N'entre pas qui veut
dans la nuit du vent
dans son vertige où se dispersent
les lumières
et se creusent les solitudes.
Cet extrait, tiré de Vent dominant de Georges Drano, paru aux éditions Rougerie en 2014, nous
introduit gravement à l'automne à venir.
Si loin, le vent te borde
et allonge tes pas
Le souffle dont il s'empare
veut-il te retenir?
Un mot s'échappe
Une main passe
Il ne laisse rien revenir
Si vif qu'il t'arrête
dans le bois de la porte
Est-ce-là qu'il annonce
la route qu'on oublie ?
Et toi rêveuse
sur une terre où il ne peut entrer
Et ta voix
qu'il ne peut déplacer.
(Nikou)
in Vent dominant, éditions Rougerie, 2014, p.37
Le vent s'annonce comme l'inévitable compagnon avec lequel nous devrons négocier,
l'hiver prochain, nos sorties, nos cheminements mais également nos états d'âme.
Parfois un seul vent
nous emporte loin d'ici
en pleine terre, à découvert
Vent mal taillé
qui vide son sac
court sous les ombres
retourne les chemins
Jetés au vent les mots
avec la peau qui tremble
Vent mauvais
mauvaise lune passante
au ciel assombri.
ibid p.39
Georges Drano, breton d'origine, ainsi que je l'écrivais sur ce blog, en août 2015, reste un
militant écologiste fervent et un poète, qui soigne amoureusement sa vigne, dans l'Hérault.
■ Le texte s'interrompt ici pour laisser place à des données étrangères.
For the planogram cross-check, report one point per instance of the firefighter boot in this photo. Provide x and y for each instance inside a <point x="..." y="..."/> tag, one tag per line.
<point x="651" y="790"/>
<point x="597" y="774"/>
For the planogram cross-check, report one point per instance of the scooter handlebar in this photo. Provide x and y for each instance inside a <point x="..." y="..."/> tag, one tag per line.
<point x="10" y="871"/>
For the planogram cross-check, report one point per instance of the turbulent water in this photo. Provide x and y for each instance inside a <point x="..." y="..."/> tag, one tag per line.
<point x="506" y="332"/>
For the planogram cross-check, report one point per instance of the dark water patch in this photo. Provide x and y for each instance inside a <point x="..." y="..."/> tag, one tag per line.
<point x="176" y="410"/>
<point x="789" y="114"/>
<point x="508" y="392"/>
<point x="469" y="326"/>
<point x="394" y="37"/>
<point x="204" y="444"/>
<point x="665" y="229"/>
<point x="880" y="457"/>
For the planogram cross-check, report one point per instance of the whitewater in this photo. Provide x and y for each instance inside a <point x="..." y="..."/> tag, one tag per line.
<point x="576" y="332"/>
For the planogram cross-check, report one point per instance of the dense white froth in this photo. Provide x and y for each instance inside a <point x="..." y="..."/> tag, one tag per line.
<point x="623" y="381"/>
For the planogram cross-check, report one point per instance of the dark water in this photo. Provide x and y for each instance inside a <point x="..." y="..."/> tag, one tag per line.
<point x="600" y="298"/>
Attentif depuis toujours aux éléments, il interpelle ici le Vent mal taillé, ce vent mauvais,
qui fouette des villages, qui laissent partir les chemins hors du temps.
À la cassure
le vent siffle
vif à l'arrête vive
sans détour
sans espacement
il coupe net à tout propos
il cingle
il nous découvre.
ibid p.44
Leurs colères, source d'incertitude à l'approche de la nuit, changent en nous l'abri de la
parole et nous éloignent de notre feu.
Notre équilibre s'en trouve chamboulé : "on a peine à se tenir au propre comme au figuré".
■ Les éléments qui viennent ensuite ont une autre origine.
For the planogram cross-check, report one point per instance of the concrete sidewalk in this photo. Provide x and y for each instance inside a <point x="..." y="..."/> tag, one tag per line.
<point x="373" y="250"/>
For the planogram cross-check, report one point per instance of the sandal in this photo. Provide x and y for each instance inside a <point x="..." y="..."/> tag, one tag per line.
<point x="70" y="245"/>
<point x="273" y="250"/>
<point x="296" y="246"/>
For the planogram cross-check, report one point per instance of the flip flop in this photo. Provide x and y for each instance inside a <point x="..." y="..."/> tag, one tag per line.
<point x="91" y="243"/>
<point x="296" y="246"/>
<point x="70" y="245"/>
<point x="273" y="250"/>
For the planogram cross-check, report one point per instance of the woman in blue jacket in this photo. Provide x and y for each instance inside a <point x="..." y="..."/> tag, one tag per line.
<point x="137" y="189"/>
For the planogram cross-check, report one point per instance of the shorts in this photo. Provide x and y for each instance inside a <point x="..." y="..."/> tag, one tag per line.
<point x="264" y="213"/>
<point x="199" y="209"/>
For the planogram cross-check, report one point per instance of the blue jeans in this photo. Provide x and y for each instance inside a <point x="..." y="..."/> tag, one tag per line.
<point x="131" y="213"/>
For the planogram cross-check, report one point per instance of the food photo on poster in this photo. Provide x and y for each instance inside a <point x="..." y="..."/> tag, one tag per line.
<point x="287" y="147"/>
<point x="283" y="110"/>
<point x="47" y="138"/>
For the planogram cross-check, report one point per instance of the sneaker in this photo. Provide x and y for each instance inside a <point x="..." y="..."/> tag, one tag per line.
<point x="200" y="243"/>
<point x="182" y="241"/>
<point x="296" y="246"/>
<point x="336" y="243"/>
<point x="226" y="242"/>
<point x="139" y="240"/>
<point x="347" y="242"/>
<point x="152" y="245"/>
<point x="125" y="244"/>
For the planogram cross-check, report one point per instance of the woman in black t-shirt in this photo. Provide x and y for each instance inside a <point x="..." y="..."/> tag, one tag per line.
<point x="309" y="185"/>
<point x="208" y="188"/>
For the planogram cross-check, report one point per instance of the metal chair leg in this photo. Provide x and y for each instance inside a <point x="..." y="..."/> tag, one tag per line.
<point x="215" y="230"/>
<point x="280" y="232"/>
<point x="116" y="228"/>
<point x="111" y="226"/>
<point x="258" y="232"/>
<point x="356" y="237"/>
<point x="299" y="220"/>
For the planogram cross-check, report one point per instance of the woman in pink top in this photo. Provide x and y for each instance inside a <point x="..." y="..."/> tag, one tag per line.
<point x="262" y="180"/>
Porte condamnée à cause du vent
Le grand vent tenait la porte fermée, il fallait chercher une autre entrée dans la paroi
latérale à l'abri des bourrasques. Sur le parking les drapeaux claquaient en haut des
mâts, les fils électriques sifflaient. Avec nos sacs et nos caddies qu'il fallait sans cesse
ramener vers nous, nous ne pouvions nous approcher des marchandises tenues en respect
derrière les vitrines. Nous avons toujours connu quelque obstacle à franchir pour aller
là où nous pensions être mieux, mais cette fois c'est un large fleuve d'air vif, froid et
tumultueux qui nous barrait le passage.
(extrait)
ibid p.50
Le voleur de vent
Il cherchait le vent dans les plus petits détails du paysage, il l'attendait au coin des bois,
le guettait derrière les murs et les haies, le suivait le long des ruelles. Il soulevait les
pierres du chemin pour le surprendre.
Il voulait rabattre derrière lui le moindre courant d'air, recueillir le plus petit
frémissement qu'il sentait battre dans les feuillages. Le bruissement des herbes au bord
des fossés faisait naître en lui le désir de tout emporter.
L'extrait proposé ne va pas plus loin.